An interesting side note is that the Team mechanic to the 1970s Ti-Raleigh team, Jan LeGrand, was a framebuilder (Presto) and he used to come over to supervise and help in the construction of the Team frames at the Ilkeston works. The oversize seastay cap he introduced on the Team frames was apparently one of the details Raleigh adopted from him for the production frames. This feature was not introduced on Ilkeston frames until the beginning of 1977.

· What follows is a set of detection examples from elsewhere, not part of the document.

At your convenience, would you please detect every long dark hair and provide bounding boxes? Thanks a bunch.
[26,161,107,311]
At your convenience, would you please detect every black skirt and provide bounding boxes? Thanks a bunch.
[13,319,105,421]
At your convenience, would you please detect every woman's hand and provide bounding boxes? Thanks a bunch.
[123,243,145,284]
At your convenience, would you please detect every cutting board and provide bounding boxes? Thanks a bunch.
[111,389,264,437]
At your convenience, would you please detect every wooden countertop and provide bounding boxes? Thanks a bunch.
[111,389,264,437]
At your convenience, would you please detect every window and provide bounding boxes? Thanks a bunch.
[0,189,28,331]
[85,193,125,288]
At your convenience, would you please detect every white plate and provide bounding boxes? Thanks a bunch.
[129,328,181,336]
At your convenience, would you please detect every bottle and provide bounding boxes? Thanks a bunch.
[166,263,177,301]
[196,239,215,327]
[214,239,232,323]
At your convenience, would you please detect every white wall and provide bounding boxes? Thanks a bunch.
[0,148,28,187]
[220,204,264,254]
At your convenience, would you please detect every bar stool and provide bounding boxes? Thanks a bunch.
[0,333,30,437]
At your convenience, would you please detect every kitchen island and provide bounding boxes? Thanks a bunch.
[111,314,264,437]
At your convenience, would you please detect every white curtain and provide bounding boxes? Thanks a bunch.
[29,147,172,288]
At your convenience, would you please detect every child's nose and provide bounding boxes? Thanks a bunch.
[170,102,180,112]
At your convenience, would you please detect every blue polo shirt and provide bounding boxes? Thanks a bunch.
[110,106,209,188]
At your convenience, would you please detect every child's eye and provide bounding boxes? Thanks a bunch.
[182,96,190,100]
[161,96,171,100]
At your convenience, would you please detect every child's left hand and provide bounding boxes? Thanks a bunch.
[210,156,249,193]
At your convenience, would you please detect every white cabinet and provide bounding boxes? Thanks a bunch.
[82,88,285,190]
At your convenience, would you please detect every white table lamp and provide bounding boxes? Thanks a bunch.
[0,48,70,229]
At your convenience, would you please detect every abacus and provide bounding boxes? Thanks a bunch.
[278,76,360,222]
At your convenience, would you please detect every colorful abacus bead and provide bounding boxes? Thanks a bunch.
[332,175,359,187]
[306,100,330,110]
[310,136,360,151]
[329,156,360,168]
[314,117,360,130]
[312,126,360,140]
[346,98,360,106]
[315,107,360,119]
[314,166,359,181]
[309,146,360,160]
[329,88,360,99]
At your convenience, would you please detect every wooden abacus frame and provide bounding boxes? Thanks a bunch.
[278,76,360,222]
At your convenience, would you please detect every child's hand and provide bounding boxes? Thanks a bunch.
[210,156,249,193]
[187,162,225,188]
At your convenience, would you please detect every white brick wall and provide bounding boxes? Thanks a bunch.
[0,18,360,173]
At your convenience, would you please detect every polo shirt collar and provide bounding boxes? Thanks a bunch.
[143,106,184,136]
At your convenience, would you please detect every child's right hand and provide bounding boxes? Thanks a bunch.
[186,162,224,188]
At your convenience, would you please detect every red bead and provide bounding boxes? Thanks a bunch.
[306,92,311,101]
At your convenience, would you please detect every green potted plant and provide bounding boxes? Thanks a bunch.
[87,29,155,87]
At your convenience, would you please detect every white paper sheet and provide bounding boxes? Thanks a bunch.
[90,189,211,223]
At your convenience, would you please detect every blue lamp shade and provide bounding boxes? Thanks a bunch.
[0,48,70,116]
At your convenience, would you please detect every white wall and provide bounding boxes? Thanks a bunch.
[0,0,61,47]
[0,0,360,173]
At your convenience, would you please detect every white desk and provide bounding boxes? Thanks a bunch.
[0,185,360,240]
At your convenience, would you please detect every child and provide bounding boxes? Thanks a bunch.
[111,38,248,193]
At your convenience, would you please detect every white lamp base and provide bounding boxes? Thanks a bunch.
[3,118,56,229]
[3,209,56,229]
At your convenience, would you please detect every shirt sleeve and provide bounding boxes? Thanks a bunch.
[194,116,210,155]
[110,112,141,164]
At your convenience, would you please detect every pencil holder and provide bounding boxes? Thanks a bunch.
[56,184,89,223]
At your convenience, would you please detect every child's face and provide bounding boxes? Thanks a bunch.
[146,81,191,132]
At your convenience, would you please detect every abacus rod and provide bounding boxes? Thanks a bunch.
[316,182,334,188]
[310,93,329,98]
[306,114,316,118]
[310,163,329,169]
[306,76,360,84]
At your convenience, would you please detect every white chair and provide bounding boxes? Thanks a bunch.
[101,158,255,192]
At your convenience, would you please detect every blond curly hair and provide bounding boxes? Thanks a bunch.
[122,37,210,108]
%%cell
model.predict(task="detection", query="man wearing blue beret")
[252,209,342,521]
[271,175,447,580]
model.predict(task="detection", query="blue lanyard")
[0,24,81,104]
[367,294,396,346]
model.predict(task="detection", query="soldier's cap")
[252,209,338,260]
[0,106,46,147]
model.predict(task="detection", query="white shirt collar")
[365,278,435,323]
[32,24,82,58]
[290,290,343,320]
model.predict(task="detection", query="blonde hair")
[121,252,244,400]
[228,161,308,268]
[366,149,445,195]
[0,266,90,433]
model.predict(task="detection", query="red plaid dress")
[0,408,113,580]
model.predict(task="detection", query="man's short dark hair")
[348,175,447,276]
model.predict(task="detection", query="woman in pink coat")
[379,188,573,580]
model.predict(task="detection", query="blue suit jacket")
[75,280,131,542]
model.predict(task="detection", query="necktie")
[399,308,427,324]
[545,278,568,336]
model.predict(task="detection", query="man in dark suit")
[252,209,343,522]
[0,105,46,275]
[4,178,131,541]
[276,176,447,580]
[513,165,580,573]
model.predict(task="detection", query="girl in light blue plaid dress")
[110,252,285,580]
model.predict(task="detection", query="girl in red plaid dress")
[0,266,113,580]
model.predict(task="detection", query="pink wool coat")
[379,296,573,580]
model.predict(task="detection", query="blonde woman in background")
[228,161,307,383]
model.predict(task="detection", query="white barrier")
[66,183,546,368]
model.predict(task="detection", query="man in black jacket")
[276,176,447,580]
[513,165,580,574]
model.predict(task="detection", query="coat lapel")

Finally, should we concern ourselves to the nth degree about the quality of the frame construction? A superbly built frame is nice but I suspect is a luxury – its how a frame performs over its designed life that is important. It should not fail – but very few steel frames break... There, I am certain are plenty of poorly mitred frames with overheated tubes and blobby brazed lugs that are still being ridden; they will not ride differently to one that is perfectly built with the same tubing and dimensions. Even frames which are not perfectly aligned may well ride perfectly fine... Peugeot PX10 build quality often looked seriously suspect... The perfectly built frame may give its rider more pleasure ... but that will be in part at least just in the rider's head. The other part will be down to how the frame looks and the pride that it imparts.

joe englert 07-12-09 11:54 AM

speaking of that, since gitane was a cigarette company and not anyones name, i wonder who built all of those winning frames starting with anquitel and ending with lemond? i guess that it was dozens of different french frame builders such as pepe limongi. the ones i have seen for sale that arent team bikes such as the tour de france models all seem very poorly made. i think the gitane bikes make for public buying were all poorly made.